Het is gemakkelijk om comfortabel wanneer het uitwerken. U pick-up van uw normale gewichten, uw workout doen en het gevoel dat je iets bereikt. Maar doet het zelfde ding over en voorbij gaat niet wijzigen van uw lichaam of kunt tillen meer dan gebruikelijk. In plaats daarvan moet u geleidelijk overbelasting van je spieren op een systematische manier om sterker en meer gewicht tillen. Kan je pijn, maar u krijgt zeker sterker.
Wat die u nodig hebt
- De apparatuur van de opleiding van de weerstand
Start uw weerstand opleiding training met grote spiergroepen, dan kleinere groepen, na een warming-up. Kleine spiergroepen helpen vaak grotere spiergroepen in hun bewegingen. Bijvoorbeeld, train uw rug en borst voordat je biceps en triceps.

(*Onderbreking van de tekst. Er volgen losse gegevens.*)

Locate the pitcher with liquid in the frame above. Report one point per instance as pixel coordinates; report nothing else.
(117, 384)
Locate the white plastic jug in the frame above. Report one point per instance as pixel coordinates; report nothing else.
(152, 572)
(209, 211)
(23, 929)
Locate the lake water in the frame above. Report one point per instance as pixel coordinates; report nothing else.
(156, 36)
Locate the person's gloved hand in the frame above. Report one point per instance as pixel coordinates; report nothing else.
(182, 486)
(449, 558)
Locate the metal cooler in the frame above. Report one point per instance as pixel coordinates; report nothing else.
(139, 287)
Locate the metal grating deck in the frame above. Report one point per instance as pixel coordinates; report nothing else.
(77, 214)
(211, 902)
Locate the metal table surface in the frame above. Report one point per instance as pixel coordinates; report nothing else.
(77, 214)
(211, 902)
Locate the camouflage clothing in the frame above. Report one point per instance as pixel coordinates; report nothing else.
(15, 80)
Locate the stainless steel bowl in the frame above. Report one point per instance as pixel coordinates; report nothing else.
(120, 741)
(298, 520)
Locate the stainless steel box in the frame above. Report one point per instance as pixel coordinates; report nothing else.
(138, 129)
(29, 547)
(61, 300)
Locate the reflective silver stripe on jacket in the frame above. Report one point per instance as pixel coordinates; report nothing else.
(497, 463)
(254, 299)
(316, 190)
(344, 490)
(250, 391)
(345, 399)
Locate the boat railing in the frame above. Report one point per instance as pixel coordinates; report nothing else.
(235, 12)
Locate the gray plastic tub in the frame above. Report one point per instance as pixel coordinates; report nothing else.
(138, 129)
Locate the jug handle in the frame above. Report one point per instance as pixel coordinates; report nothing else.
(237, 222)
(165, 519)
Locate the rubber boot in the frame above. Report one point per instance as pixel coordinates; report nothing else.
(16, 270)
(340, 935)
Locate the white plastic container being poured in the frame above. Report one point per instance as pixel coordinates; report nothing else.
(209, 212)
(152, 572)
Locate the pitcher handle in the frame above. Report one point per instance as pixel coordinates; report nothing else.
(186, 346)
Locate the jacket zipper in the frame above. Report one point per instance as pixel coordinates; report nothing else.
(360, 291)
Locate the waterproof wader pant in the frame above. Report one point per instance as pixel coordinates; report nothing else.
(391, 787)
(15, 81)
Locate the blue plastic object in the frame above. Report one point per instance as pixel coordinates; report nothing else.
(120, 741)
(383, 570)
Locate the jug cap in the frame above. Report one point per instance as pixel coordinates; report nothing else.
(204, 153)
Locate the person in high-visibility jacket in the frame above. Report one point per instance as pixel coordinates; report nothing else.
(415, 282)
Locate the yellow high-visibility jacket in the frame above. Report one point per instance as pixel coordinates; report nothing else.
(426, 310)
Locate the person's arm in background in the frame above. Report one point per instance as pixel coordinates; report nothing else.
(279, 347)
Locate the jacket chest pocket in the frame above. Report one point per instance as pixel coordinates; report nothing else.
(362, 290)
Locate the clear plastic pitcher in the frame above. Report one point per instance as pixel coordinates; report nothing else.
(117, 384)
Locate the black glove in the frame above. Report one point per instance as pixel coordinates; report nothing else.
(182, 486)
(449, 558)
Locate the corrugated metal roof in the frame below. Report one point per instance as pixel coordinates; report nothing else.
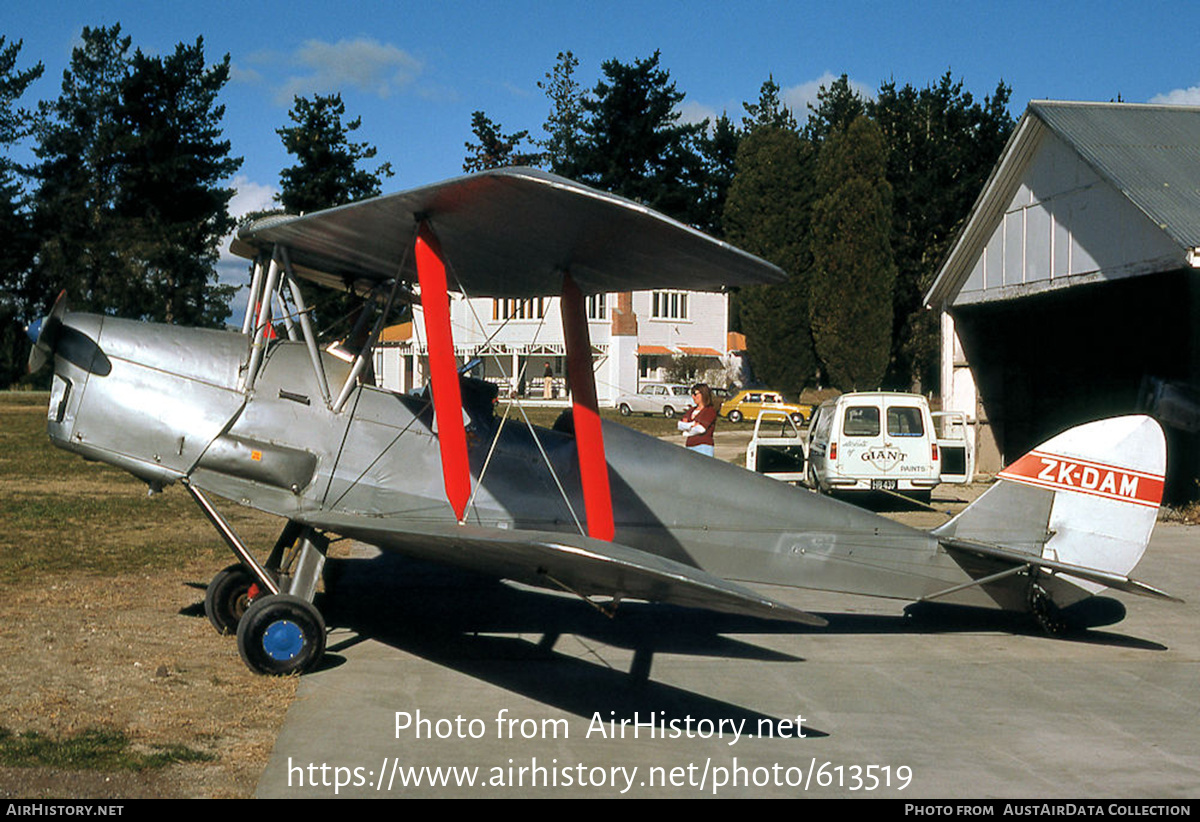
(1150, 153)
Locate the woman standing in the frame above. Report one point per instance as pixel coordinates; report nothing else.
(700, 421)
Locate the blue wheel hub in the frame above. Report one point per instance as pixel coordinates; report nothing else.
(283, 640)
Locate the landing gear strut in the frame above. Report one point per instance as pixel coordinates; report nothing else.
(270, 607)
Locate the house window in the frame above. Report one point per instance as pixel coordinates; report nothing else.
(598, 307)
(669, 305)
(533, 309)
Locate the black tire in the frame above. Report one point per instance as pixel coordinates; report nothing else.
(281, 635)
(1045, 612)
(228, 598)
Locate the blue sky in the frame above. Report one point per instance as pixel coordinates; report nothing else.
(415, 71)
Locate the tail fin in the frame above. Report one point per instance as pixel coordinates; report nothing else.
(1086, 498)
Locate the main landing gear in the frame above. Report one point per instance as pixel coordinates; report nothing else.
(269, 606)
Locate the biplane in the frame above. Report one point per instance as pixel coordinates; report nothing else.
(283, 425)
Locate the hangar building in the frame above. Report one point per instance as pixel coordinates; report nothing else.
(1072, 292)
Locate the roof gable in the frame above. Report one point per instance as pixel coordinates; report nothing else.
(1083, 191)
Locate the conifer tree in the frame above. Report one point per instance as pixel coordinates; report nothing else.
(853, 271)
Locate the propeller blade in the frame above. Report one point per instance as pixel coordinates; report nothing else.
(45, 334)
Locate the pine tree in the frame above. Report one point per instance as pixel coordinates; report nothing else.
(129, 205)
(171, 201)
(942, 147)
(16, 228)
(327, 173)
(328, 165)
(496, 149)
(634, 144)
(853, 271)
(564, 126)
(767, 213)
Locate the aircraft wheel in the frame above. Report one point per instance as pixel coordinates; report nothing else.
(1045, 613)
(281, 635)
(227, 598)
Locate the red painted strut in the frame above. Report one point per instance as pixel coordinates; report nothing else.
(431, 274)
(588, 436)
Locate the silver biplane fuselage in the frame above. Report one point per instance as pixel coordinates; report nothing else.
(165, 405)
(597, 510)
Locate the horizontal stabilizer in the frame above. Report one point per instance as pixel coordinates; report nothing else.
(1116, 581)
(1081, 505)
(571, 562)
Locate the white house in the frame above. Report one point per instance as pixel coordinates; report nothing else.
(634, 336)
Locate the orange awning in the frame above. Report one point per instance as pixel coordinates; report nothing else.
(397, 333)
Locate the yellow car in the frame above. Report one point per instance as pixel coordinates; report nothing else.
(747, 405)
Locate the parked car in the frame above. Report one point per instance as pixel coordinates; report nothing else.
(747, 405)
(882, 441)
(666, 399)
(777, 448)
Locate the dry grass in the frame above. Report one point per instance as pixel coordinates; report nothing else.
(102, 628)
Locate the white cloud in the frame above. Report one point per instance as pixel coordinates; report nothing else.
(234, 270)
(797, 97)
(240, 75)
(1189, 96)
(693, 112)
(363, 64)
(251, 197)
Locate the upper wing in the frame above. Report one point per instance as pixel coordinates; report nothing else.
(509, 232)
(571, 562)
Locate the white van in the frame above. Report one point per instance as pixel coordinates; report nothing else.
(883, 441)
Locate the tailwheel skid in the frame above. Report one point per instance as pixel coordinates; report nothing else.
(281, 634)
(1045, 611)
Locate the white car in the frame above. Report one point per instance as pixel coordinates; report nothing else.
(666, 399)
(885, 441)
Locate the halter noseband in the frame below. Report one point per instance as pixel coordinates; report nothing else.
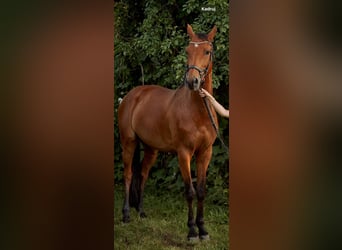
(202, 72)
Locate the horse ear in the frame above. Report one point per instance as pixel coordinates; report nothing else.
(190, 31)
(212, 34)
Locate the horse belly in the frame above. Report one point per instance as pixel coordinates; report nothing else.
(152, 128)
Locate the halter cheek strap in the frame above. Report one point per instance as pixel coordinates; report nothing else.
(202, 72)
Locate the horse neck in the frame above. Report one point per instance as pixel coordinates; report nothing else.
(207, 85)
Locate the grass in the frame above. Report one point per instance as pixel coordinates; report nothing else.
(165, 227)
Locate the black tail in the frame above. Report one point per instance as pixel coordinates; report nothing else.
(134, 190)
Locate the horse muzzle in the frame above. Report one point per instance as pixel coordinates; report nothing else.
(194, 83)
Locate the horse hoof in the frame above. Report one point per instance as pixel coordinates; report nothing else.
(193, 238)
(205, 237)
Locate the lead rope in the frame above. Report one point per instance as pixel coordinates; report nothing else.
(205, 99)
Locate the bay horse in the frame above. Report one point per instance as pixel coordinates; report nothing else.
(171, 121)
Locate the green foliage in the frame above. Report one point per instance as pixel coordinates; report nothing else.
(149, 46)
(166, 224)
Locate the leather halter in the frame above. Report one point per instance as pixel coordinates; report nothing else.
(202, 72)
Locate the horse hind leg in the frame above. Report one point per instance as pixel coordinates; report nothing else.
(184, 165)
(150, 156)
(128, 151)
(202, 162)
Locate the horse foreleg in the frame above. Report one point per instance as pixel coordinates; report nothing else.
(150, 156)
(202, 162)
(184, 164)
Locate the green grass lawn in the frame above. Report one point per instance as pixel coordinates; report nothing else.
(165, 226)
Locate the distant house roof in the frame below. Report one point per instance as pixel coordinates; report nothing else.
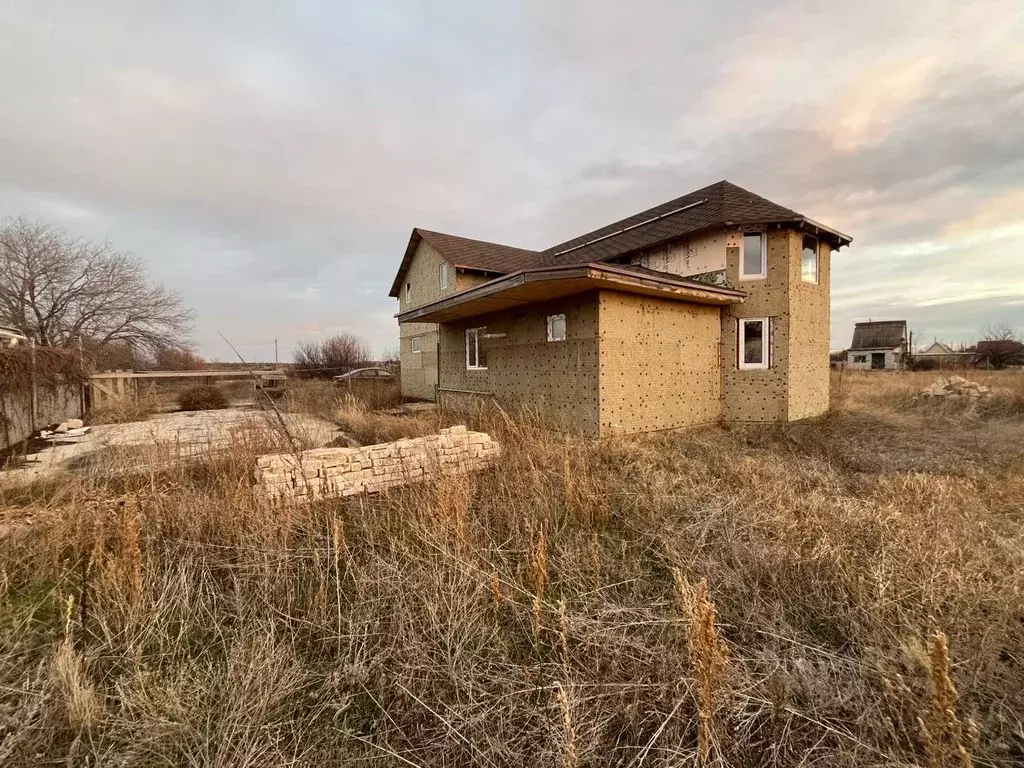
(999, 346)
(465, 253)
(879, 335)
(938, 349)
(720, 205)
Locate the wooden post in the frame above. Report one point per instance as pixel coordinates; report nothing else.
(33, 391)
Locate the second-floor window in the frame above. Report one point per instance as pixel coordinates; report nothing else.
(476, 355)
(754, 261)
(556, 328)
(809, 262)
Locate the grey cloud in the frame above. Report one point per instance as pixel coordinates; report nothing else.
(268, 160)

Voeg vijf tot 10 pond van de weerstand voor grotere bovenlichaam spiergroepen zoals rug en borst. Voorbeelden zijn oefeningen zoals rijen, pulldowns of bankje persen. Voor kleinere spier groepen zoals schouders, biceps en triceps slechts 2.5 tot vijf pond per keer toevoegen.
Voeg toe 10 tot en met 15 pond aan grote spiergroep, lager lichaamsoefeningen zoals squats, been persen of lunges. Voeg vijf tot 10 pond voor kleinere, zwakkere spiergroepen, of als een spiergroep te isoleren. Voorbeelden zijn been uitbreidingen, been krullen, kalf werpt of ontvoering oefeningen.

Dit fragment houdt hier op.